New research suggests that most consumers are more likely to buy from companies with a positive approach to sustainability, but businesses are failing to communicate their commitments effectively.

New research suggests that most consumers are more likely to buy from companies with a positive approach to sustainability, but businesses are failing to communicate their commitments effectively.

The survey of 1,005 consumers, carried out by energy broker SmartestEnergy, found that 81 per cent were likely to buy a sustainable brand or product if given the choice and 87 per cent wanted brands to act immediately to help maintain a sustainable environment.   

Consumer boost

The findings are supported by Ethical Consumer’s latest annual Markets Report, which reports that consumer spending on ‘green and ethical goods’ rose by nine per cent in 2013.

Despite a 55 per cent drop in the market for micro-renewables technologies such as solar PV, 2013 saw a 78 per cent boost in the market for ultra-low emission vehicles, 58 per cent growth in green electricity tariffs, 14 per cent growth in energy efficient boilers and 25 per cent growth in energy efficient lighting. 

Communication failure

However, the results of SmartestEnergy’s survey also suggest that companies are not communicating their commitments effectively enough to consumers, with 45 per cent of those surveyed unaware of the sustainability practices that brands have adopted. 

In particular, only 40 per cent of those surveyed were aware of brands ensuring that their supply chains met environmental standards.

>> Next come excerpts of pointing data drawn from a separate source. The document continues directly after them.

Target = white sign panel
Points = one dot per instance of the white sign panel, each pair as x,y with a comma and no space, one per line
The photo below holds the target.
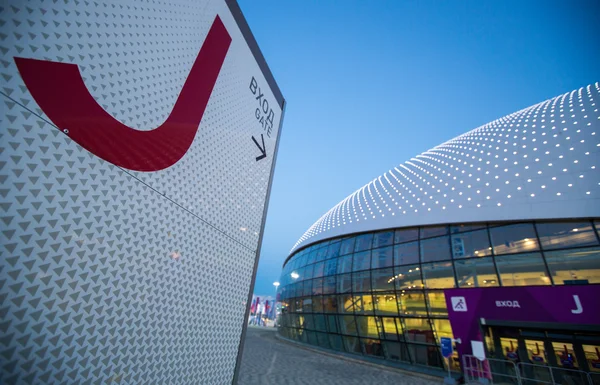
138,143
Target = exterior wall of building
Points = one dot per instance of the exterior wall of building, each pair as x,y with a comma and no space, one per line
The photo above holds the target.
384,294
137,146
540,162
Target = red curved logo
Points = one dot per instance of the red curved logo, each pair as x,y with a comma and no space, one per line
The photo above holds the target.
61,93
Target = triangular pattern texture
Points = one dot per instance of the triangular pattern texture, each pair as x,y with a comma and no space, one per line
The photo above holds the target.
109,275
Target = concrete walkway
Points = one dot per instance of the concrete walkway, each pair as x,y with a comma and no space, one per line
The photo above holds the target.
267,360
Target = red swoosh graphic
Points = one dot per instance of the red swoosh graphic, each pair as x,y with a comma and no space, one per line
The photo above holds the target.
61,93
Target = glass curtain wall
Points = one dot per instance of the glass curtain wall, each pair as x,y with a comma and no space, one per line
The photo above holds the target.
380,294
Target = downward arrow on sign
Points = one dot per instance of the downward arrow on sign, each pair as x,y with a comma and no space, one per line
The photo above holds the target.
262,149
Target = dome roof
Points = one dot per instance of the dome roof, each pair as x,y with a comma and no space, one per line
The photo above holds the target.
540,162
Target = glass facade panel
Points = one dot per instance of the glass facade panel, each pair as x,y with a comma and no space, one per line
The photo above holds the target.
478,272
363,242
366,327
382,279
361,281
344,283
558,235
396,351
412,302
418,330
383,238
433,231
386,304
347,246
372,347
407,277
382,257
438,275
471,244
361,261
383,302
514,238
435,249
522,270
406,253
406,235
363,303
574,266
344,264
437,303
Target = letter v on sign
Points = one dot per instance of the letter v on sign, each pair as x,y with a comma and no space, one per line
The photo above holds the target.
61,93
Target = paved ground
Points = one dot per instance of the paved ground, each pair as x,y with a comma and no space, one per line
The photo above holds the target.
267,360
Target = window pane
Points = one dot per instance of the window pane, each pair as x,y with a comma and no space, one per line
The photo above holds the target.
513,238
418,330
323,340
439,275
437,303
382,279
329,285
361,261
347,324
473,244
332,324
330,304
346,303
395,351
334,250
433,231
462,228
307,305
435,249
392,328
318,270
386,304
372,347
307,288
407,277
344,283
478,272
382,257
352,345
347,246
384,238
335,342
330,266
574,266
406,253
319,321
566,234
425,355
406,235
412,302
363,303
522,270
363,242
317,286
367,327
361,281
345,264
317,304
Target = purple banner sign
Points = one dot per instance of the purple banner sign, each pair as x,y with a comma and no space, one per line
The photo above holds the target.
549,304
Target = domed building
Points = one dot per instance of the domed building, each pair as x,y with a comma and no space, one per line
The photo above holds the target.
490,237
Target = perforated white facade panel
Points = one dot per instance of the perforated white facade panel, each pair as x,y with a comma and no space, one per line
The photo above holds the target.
108,274
540,162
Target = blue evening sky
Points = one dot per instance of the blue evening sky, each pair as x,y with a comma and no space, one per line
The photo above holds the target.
369,84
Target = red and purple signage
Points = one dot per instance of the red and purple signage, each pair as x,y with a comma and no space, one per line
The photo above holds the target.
548,304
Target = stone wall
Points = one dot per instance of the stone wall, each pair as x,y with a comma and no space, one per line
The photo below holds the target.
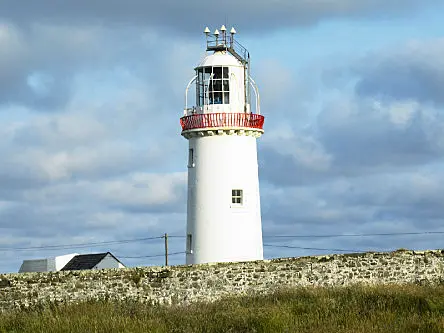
185,284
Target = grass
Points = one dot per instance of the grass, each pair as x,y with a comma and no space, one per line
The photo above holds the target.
390,309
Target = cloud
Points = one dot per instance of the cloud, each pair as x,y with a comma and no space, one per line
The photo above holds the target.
414,71
190,16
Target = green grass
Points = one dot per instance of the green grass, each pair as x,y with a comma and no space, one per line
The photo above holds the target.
390,309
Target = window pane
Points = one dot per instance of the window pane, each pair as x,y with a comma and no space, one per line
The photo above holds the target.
225,72
226,85
217,72
226,98
217,85
217,98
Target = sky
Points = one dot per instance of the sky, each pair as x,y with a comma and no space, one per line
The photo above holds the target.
91,93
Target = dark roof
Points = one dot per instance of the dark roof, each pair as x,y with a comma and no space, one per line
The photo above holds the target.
85,261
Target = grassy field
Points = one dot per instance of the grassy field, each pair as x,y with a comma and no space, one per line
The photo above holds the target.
390,309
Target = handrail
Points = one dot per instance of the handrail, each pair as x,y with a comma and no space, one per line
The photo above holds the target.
231,120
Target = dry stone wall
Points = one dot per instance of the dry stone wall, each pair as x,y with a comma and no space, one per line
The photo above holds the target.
209,282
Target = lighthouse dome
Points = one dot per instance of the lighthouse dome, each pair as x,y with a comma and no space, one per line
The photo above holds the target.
219,58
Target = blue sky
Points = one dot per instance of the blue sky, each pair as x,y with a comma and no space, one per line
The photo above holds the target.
90,99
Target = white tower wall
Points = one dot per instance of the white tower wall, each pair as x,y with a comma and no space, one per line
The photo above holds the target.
223,212
222,231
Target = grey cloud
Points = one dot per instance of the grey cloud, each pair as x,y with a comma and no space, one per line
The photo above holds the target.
190,15
415,71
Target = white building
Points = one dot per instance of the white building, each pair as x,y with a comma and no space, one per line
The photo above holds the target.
93,261
223,209
52,264
72,262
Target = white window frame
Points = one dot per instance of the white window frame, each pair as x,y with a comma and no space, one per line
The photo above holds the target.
237,195
191,156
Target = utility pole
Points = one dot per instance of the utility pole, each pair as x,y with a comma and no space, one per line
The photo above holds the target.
166,249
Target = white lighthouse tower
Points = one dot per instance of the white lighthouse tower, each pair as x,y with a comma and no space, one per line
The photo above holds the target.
223,211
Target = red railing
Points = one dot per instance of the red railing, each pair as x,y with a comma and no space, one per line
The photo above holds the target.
210,120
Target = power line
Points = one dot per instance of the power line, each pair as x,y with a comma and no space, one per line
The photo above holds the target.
152,256
358,235
77,245
312,248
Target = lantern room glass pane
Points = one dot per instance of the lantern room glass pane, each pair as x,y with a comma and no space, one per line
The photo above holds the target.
213,85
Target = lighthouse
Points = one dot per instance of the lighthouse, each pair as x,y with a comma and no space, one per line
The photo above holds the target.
223,205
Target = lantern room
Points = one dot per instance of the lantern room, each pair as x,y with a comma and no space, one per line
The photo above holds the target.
222,79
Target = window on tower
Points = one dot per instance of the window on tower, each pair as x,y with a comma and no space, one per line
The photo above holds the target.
237,197
213,85
191,158
189,243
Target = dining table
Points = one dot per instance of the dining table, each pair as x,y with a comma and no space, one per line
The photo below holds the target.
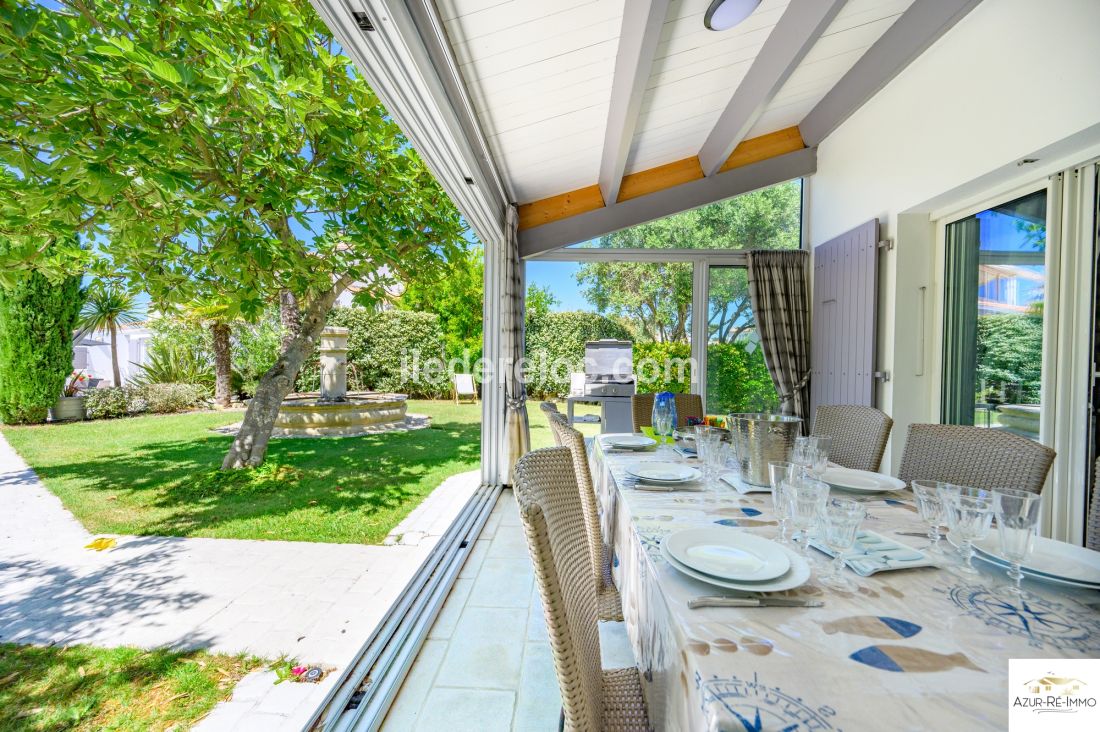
917,648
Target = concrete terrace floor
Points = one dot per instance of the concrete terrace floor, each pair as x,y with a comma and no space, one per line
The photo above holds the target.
314,602
486,664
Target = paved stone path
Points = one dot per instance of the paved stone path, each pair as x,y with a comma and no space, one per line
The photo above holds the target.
315,602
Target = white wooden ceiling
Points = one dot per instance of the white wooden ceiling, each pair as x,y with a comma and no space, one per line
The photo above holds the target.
539,74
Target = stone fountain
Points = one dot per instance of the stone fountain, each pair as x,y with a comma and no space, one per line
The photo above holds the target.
334,413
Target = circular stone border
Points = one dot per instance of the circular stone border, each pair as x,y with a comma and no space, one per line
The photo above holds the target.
411,422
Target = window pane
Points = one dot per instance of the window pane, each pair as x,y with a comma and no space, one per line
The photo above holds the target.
769,218
994,288
737,379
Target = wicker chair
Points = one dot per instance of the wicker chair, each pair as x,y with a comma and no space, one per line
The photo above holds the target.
608,602
859,434
1092,533
641,410
975,456
553,520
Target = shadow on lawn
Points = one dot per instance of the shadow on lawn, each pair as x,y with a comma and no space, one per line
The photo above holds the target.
364,476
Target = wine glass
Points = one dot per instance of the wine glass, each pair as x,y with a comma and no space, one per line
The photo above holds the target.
931,506
1016,521
840,522
970,513
806,498
781,472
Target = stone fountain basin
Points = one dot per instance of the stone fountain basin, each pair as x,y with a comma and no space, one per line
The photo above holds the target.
308,414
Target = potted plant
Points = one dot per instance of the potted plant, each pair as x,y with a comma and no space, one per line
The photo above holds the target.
70,404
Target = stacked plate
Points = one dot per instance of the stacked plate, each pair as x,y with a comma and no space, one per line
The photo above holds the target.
860,481
1052,561
629,441
663,473
735,560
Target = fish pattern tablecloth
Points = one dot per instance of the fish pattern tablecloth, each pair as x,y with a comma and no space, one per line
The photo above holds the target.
910,649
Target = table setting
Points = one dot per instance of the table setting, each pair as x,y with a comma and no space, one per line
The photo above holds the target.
737,602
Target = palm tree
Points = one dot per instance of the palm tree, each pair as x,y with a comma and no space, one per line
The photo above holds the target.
106,308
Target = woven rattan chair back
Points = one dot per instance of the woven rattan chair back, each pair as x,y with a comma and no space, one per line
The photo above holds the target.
553,520
641,410
975,456
859,434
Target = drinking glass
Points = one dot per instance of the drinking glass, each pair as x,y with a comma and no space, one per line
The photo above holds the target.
1016,521
806,498
781,472
970,513
931,506
840,522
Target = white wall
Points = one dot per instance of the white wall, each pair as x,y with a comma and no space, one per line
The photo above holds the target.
1013,79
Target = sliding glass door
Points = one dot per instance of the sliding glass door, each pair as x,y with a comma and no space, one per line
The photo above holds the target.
994,287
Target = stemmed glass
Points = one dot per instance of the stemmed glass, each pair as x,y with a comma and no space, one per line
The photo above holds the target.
780,473
807,499
1016,521
840,522
969,515
931,505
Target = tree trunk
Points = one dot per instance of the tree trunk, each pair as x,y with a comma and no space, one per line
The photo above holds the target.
289,315
114,354
250,446
222,364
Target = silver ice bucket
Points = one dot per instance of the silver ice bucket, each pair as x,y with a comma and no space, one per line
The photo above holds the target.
759,439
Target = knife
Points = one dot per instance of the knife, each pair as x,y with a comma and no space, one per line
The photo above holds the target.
721,601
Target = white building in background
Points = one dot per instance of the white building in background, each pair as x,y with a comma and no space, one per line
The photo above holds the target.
92,353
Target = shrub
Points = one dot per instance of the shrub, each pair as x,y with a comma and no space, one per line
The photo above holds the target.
165,399
380,346
556,347
108,402
36,323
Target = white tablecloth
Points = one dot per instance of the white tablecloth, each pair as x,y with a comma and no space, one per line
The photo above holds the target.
912,649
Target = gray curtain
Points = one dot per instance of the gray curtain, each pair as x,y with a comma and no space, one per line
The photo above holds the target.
960,323
517,432
780,293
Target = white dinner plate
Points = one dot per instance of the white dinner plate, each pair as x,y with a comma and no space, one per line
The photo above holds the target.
1049,558
728,554
860,481
663,472
630,441
796,576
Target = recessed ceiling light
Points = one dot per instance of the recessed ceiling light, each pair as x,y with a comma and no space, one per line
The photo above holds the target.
723,14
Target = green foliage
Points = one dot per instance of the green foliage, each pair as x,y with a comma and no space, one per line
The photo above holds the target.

Mike Shirley, hard of marketing at SmartestEnergy, said: “Our research shows that consumers’ attitudes towards sustainability influences their relationships with brands.

“Brands need to effectively communicate what they are doing across their whole business to showcase their green credentials.”

Supply chains

Separate research recently published by global procurement services firm, Achilles, suggests that communication is only half the battle – with many businesses still yet to engage their supply chains in sustainability initiatives.

A survey of 106 large construction, engineering, utilities and manufacturing firms across the UK found that while 59 per cent have a company-wide programme to monitor or record their direct carbon emissions, only 19 per cent monitor the emissions of their main suppliers.

Adrian Chamberlain, chief executive of Achilles, said: “It’s impossible for businesses to reduce their carbon footprint unless they measure and monitor emissions within their own organisations and their supply chains.

“The smartest firms can make sustainable cost savings and protect ever-tightening margins by cutting carbon and cost through the life cycle of projects.”